On Feb 18, 2014, at 14:25, Ryan Gonzalez <rymg19@gmail.com> wrote:
It isn't uncommon to try and get either the first or the last True value from a list. In Python 2, you'd do this: next((x for x in mylist if x)) And, in Python 3, thanks to filter returning an iterator, you’d do this:
next(filter(bool,mylist)) It still is pretty common. Common enough to make it aggravating to write a function to do that nearly every time. My idea is to add first and last functions that do just that.
Stuff that’s open to lots of debate:
Names. They’re not very creative; I know. Builtin or itertools. I’m personally leaning towards the latter at the moment. If suggest putting it on PyPI, or submitting it to an existing project like more-itertools, and seeing what kind of uptake it has, before trying to decide whether it's necessary to add to the stdlib.

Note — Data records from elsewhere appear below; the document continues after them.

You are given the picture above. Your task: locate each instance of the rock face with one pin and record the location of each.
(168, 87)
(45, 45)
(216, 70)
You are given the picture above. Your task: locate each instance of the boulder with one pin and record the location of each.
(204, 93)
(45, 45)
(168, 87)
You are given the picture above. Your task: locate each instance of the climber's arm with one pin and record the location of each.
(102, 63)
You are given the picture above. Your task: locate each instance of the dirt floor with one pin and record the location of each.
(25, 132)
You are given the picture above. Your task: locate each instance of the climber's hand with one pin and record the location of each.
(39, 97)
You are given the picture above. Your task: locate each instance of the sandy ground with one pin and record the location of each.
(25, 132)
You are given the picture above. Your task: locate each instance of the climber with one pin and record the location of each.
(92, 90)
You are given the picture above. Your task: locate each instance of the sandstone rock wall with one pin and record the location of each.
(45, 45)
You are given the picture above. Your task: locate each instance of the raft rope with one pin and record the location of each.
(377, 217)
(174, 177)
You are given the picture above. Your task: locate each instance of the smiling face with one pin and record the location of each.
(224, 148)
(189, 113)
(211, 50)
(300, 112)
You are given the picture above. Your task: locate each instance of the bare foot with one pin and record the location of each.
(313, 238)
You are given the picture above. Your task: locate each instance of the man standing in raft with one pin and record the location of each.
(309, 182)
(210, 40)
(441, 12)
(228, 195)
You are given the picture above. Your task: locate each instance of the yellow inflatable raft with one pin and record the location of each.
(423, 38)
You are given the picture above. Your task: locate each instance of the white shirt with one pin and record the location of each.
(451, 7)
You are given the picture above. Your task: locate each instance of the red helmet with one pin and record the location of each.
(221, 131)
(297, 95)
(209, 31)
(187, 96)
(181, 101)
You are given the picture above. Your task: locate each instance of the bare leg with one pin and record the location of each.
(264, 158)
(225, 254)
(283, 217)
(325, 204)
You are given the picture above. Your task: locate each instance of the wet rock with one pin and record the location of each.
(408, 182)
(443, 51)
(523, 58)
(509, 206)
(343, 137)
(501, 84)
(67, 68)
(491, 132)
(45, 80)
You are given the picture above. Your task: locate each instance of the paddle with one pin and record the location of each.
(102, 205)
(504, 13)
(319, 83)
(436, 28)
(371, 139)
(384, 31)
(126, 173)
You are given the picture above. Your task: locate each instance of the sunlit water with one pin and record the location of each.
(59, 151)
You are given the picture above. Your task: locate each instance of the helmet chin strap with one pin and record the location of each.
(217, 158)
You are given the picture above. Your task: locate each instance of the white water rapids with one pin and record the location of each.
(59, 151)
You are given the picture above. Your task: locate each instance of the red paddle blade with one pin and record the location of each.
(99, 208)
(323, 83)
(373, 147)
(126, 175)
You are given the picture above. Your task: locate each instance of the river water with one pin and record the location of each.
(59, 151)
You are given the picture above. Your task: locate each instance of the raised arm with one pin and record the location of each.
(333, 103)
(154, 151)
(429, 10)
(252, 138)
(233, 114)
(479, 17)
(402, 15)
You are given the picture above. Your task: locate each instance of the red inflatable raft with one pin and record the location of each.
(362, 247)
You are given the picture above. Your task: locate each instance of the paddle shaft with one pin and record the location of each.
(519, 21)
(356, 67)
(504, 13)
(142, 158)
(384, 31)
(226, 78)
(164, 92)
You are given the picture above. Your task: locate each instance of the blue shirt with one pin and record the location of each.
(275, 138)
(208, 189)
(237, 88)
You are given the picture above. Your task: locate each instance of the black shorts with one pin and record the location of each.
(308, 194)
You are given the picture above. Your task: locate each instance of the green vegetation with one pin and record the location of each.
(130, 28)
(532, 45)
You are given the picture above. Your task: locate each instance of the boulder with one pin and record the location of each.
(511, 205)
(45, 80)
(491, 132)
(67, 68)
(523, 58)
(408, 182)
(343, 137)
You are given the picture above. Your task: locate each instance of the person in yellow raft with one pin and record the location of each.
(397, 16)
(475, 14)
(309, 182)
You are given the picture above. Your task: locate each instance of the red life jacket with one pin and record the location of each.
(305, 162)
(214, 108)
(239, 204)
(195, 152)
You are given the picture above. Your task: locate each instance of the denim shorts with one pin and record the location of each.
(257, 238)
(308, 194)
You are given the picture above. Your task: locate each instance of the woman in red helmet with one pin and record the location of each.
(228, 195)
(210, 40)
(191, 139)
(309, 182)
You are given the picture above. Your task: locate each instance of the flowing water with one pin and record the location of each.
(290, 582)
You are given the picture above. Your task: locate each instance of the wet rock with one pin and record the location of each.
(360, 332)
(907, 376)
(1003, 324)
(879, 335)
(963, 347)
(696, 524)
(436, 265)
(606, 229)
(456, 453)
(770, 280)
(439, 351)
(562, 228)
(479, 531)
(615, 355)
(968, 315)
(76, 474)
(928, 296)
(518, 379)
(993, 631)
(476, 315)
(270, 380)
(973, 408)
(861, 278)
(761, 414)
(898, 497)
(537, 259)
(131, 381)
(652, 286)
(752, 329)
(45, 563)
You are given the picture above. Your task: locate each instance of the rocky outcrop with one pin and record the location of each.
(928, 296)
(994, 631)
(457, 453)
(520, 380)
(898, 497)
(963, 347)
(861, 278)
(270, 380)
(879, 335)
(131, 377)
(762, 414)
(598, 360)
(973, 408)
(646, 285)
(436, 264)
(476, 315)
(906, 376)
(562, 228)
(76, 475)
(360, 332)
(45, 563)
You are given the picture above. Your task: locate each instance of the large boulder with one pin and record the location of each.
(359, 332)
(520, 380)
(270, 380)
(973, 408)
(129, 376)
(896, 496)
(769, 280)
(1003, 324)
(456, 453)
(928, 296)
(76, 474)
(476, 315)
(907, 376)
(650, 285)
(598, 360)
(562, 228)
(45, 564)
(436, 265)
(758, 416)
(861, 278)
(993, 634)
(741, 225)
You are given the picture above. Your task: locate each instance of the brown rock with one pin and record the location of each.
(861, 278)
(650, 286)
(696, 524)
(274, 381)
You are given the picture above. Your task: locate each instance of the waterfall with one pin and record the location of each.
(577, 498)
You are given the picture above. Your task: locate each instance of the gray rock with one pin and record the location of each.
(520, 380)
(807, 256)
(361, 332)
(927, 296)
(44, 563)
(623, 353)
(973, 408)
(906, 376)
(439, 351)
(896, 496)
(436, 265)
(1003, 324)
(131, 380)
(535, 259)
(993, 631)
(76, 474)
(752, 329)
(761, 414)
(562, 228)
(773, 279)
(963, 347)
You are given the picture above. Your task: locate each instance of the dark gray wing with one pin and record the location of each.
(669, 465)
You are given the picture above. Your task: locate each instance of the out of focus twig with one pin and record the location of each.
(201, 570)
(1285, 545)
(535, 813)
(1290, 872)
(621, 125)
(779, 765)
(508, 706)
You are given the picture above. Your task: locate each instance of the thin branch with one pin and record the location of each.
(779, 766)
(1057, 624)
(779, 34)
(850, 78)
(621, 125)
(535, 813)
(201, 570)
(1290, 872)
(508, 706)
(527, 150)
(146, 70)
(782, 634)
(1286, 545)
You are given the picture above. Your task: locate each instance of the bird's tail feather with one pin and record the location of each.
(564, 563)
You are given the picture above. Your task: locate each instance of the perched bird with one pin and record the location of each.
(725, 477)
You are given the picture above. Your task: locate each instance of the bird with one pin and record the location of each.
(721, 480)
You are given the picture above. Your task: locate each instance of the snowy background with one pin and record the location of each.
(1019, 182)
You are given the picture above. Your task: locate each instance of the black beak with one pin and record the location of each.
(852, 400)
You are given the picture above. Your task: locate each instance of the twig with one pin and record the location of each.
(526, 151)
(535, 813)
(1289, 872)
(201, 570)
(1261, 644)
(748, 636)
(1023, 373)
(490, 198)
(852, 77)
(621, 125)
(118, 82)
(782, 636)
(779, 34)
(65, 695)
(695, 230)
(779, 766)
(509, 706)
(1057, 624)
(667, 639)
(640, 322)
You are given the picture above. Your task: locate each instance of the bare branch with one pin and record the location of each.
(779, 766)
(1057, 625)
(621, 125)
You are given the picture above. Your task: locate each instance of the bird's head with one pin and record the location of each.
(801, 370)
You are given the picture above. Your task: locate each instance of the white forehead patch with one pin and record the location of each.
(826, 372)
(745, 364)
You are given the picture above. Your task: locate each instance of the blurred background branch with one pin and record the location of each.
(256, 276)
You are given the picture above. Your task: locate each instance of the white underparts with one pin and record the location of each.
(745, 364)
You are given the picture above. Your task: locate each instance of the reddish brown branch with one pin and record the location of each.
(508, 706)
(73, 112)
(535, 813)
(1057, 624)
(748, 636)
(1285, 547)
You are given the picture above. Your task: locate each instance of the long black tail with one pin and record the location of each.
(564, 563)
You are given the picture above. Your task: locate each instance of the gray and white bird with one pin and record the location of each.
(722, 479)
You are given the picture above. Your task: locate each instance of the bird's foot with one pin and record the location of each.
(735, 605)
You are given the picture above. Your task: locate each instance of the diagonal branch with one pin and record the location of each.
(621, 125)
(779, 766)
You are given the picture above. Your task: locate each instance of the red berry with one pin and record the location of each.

Except I think first may already be in more-itertools.
Implementing it in itertools would be simple:
def first(it): return next(filter(bool,it))
def last(it): return next(reversed(filter(bool,it)))
But reversed takes a sequence, not an iterator. So you'd have to call it on list(filter(...)), and surely you don't want to build the whole list just to get the last value. You could build it by using a single-element peek wrapper, or just an explicit for loop that keeps track of "last" as it goes along.